I will be more to the point with this post since I have covered other topics in parts one and two. Please refer back to those if you get stuck here. I presume you have already created the SQL view, which this post will utilize and was created earlier in Part-2.
Open Microsoft Report Builder 3.0 and connect to your SQL server housing the Operations Manager data warehouse. Start with a blank report project.
In the blank report, go ahead and resize out to about 8 inches for width.
Let’s add a quick title. For this, we’ll call it “Less than 10% Free Logical Disk Report”
Now let’s add the datasource:
Select the “Use a connection embedded in my report” and enter the connection string to DataWarehouseMain
data source=<SQL DW Server>;initial catalog=OperationsManagerDW;Integrated Security=SSPI
For the time being, change the credentials to “Use Current Windows User”. This will be changed after the report is complete, but use this for now in order to connect to the database and finish the report.
Now let us add a dataset:
We are going to do a slightly different dataset here than the one used in Part-2 of the series. For the purposes of this report, I want it to give me the status of disk space as of the last day. Since we’re trying to keep this simple and hack the code, we can run into accuracy issues with the construction of this report if more than one day of data is used. Additionally, I use this report each Friday so I know the disks that are currently having space issues so I can remediate the problems prior to the weekend and hopefully, avoid an outtage or after-hours call.

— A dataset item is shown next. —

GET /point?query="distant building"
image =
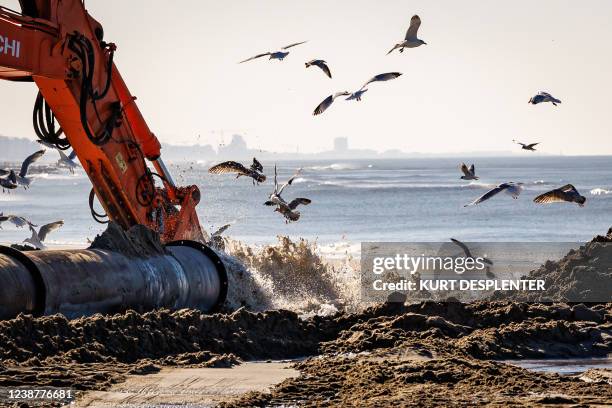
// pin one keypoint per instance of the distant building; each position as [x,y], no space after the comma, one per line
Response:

Here is the select statement for this dataset. Notice, I am hard coding the dates here. No variables will have to be used when this report runs. This makes it fast to use and easy to schedule. Notice some of the exclusions in the last section of the query. I am specifically removing the “total” metric, which can add redundant data. I also remove volume links that may be reported by services such as clustering or exchange, but effectively have the same data as the logical disk link. I could also exclude servers here that I know I don’t care about but that might have monitoring data, such as a backup server, video server, etc.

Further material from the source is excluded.